Le texte que j’ai commencé de citer ce matin et que je trouve dans « Art et Scolastique » de Jacques Maritain, ce texte de l’opuscule « De Beatitudine » attribué à Saint Thomas dit, nous l’avons vu : « Est ibi aliud inflammans animam, ad amandum Deum scilicet divina humilitas », mais ce texte va beaucoup plus loin : « Nam Deus omnipotens, singulis angelis sanctisque animabus in tantum se subjicit, quasi sit servus emptitius singulorum quilibet vero ipsorum sit Deus suus. » Ce que l’on peut traduire en reprenant le début : « Il y a là autre chose qui enflamme l’âme à aimer Dieu: c’est l’humilité divine. Dieu tout puissant, en effet, se soumet (tellement) à chacun de ses anges et à chacune des âmes saintes, comme s’il était pour chacun (ou chacune) un esclave qui s’achète et que chacun (ou chacune) fût son Dieu. » Et ce texte s’achève ainsi : « Ad hoc insinuandum transiens ministrabit illis dicens in Ps.LXXXI : Ego dixi, dii estis… Haec autem humilitas causatur ex multitudine bonitatis, sicut arbor ex multitudine fructuum inclinatur… » (Opusc.De Beatitudine, cap II). C’est-à-dire : « Pour le suggérer, Il passera en les servant, selon qu’il est dit dans le Psaume 81 : J’ai dit : vous êtes des dieux… Cette humilité résulte de l’abondance la bonté et de la noblesse divine, comme un arbre ploie sous l’abondance ses fruits. » (**) Ainsi Dieu se donne-t-il en quelque sorte des dieux dans la Création issue de son amour.

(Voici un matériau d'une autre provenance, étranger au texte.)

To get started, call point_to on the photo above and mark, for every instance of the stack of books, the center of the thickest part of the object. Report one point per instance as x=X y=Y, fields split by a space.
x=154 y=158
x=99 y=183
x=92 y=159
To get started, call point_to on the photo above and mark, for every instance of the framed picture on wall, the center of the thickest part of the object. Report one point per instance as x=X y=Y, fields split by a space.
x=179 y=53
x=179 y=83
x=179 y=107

Ce texte est extraordinaire, il est bouleversant et il me semble qu’il touche au point le plus subtil et le plus profond de la Création. Si précisément la Création émane du Dieu Trinité, car Dieu est toujours Trinité, Il est essentiellement Trinité, il est impossible que dans son action ne se retrouve pas d’une certaine manière son image ou son vestige.
Si donc on admet ce que ce texte implique, si on admet une sorte de réciprocité, une sorte d’égalité dans l’amour qui annule de quelque manière notre dépendance à l’égard de Dieu, on se pose la question: est-ce que la vocation de tout l’univers n’est pas une vocation de liberté ? Toute créature n’est-elle pas appelée à entrer dans cette offrande d’amour qui répond au dessein éternel de Dieu, qui répond à sa nature, qui répond à son être, qui répond à l’éternelle communion d’amour qu’il est ? Toutes les créatures ne sont-elles pas appelées à entrer dans cette lumière d’amour et à chanter chaque jour qui revient la gloire de Dieu?

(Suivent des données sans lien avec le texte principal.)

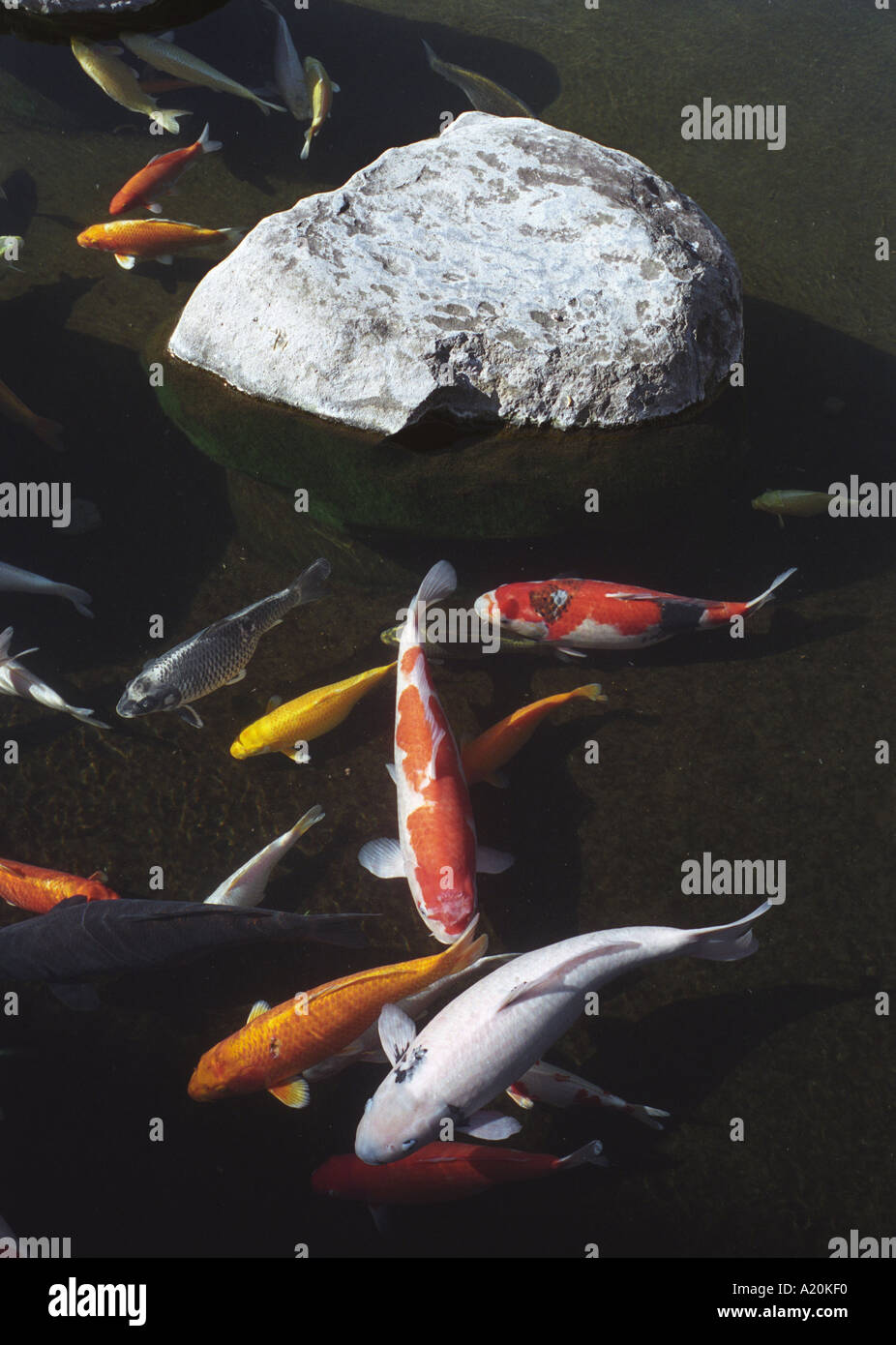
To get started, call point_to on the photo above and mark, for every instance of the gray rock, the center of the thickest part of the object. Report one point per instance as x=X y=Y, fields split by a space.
x=505 y=272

Ceci a une très grande importance parce que notre vocation s’élargira immensément si elle est une vocation cosmique. Il semble donc que l’on peut admettre qu’en effet le geste créateur n’est pas un geste magique où Dieu ne s’engage pas : c’est un geste nuptial où il appelle toute la Création, tout l’univers aux noces éternelles, où le « oui » qu’il est – car il n’est que « oui », comme dira Saint Paul : en Jésus, il n’y a pas le « oui » et le « non », en Jésus il n’y a que le « oui » – dans ce « oui » immense et éternel qu’est Dieu, il y a l’attente du « oui » de la créature qui fermera l’anneau d’or des fiançailles éternelles. Il y aurait donc dans toute la nature, dans tout l’univers, une vocation spirituelle.
Nous ne pouvons pas nous laisser détourner de cette vision par le spectacle de l’univers matériel en tant que matériel – et aujourd’hui moins que jamais parce que, précisément, aujourd’hui personne n’est en état de dire ce que c’est que la matière.
Cette matière qui paraît à portée de la main, que le langage commun désigne sans la moindre hésitation, qu’est-ce qu’elle est devenue à travers les conceptions nouvelles de la science et de la physique ou de la chimie ? Einstein déjà (on le retrouve partout), Einstein a posé, a démontré l’identité de la matière et de l’énergie : la matière est une énergie solidifiée, l’énergie est une matière « fusifiée » et il y a une possibilité constante de convertir l’une dans l’autre et le rayonnement, la lumière ne sont qu’un état de la matière. On peut faire jaillir le rayonnement de l’anéantissement de la matière : quand deux électrons, l’un positif et l’autre négatif, se rencontrent, ils s’annulent dans un rayonnement où leur masse disparaît.
Il y a donc une convertibilité de tous ces termes, matière et énergie, rayonnement, couleur, lumière et tout le reste et, finalement, qu’est-ce que c’est que cette matière sinon une sorte d’impulsion qui se répand, qui va de palier en palier, qui se dégrade et qui est destinée, selon la deuxième loi de la thermo-dynamique, qui est destinée un jour à s’épuiser. Mais elle est très difficilement saisissable sinon dans ses effets et elle est encore plus insaisissable dans les êtres vivants.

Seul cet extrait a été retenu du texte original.